Here it's easier to start from the differential equation and use spherical coordinates. Due to the spherical symmetry of your charge distribution, i.e., the fact that there's no vector and thus no special direction involved, you can conclude that also the potential must be spherically symmetric, i.e.,
$$\phi(\vec{r})=\phi(r).$$
Then, using the Laplacian in spherical coordinates, you get
$$\Delta \phi=\frac{1}{r} \partial_r^2 (r \phi)=-A \exp(-\alpha r^2),$$
where $A=4 \pi q \alpha^3/\pi^{3/2}$.
Then you first get
$$\partial_r^2 (r \phi)=-A r \exp(-\alpha r^2),$$
which is easy to integrate
$$\partial_r (r \phi) = \frac{A}{2 \alpha} \exp(-\alpha r^2) +C.$$
The next integral leads to an error function,
$$r \phi=\frac{A \sqrt{\pi}}{4 \alpha^{3/2}} [\text{erf}(r \sqrt{\alpha})-1] + C r,$$
where
$$\text{erf}(x)=\frac{2}{\sqrt{\pi}} \int_0^x \mathrm{d} y \exp(-y^2).$$
Finally you get
$$\phi(r)=\frac{A \sqrt{\pi}}{4 \alpha^{3/2} r} \text{erf}(r \sqrt{\alpha}).$$
This is of course only a particular integral. You can add an arbitrary solution of the homogenous equation, which reads
$$\phi_0(r)=\frac{C_1}{r}+C_2.$$
Since there's no point charge in the origin, you have of course $C_1=0$. And usually one puts the constant $C_2$ such that $\phi(r) \rightarrow 0$ for $r \rightarrow \infty$. Thus also $C_2=0$, and the above is the unique solution.

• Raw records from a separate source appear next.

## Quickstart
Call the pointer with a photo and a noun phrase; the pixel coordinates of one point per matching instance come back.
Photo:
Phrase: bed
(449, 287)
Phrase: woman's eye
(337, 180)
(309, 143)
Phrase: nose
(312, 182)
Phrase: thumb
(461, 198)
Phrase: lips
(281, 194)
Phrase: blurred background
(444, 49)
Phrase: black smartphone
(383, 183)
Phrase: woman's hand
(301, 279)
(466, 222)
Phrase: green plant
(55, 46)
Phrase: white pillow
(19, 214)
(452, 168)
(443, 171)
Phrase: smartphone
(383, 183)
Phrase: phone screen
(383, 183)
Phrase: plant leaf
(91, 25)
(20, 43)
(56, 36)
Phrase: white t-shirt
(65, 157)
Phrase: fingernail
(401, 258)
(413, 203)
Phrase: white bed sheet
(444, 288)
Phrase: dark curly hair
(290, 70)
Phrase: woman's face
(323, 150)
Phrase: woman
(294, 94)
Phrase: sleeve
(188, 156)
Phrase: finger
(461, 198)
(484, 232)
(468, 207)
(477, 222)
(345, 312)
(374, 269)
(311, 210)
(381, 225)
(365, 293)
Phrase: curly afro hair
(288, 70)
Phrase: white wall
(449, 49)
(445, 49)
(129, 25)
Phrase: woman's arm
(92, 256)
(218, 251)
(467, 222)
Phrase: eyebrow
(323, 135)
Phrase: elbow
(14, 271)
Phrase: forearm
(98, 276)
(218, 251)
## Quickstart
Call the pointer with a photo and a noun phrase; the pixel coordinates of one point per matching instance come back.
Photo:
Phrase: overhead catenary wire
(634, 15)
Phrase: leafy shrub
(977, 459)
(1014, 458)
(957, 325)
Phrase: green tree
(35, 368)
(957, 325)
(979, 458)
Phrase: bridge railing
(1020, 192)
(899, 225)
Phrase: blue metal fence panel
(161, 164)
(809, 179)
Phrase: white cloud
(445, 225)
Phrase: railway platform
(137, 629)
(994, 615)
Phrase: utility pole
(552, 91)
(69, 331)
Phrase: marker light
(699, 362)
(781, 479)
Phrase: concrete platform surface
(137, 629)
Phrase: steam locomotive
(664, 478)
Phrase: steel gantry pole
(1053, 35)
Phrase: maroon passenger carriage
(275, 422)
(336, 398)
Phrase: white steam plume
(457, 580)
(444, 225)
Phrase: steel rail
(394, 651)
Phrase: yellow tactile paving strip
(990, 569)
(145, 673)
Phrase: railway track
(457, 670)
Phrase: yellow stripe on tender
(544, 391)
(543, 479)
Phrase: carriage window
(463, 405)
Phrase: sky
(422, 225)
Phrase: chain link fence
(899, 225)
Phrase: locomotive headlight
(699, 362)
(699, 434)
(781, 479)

The electric field is given by the gradient, which is easy to calculate:
$$\vec{E}=-\vec{\nabla} \phi(r)=-\frac{\vec{r}}{r} \phi'(r).$$

 

[mastrofoffi]

Thank you @vanhees71 and @rude man, I agree with your results, but that was not the point.
A more straightforward way to ask my question will probably be the following:
given that I do know how to obtain the potential in different ways(green functions, indefinite integration+solving boundary value problem as you two did, gauss' theorem) , I only want to understand how could I do this same thing via definite integration as shown in the last equation written in OP; see pic below for proof that the 2nd equation I gave for $\psi$ is correct(don't care about the italian stuff, its a screen I took from my personal notes and the steps should be quite easy to follow).
More precisely then, the question is: is it possible to somehow 'infer' the correct integration boundaries in order to solve Poisson's equation as of OP?

 

[rude man]

My only additional comments:

(1) you cannot "infer" two boundary conditions for a second-order ODE. They must be given One you have already assumed: V(∞) = 0. The second must be V(r=a).

(2) your original equation was wrong after all; it's dimensionally incorrect. It should be
(1/r) d/dr {d(rV)/dr} = -ρ(r)/ε (in SI units).

But you can still proceed along the lines I have indicated, carrying the 1/r term you omitted in your first post:
d/dr d(rV)/dr) = -rρ(r)/ε
and double-integrating rV as before.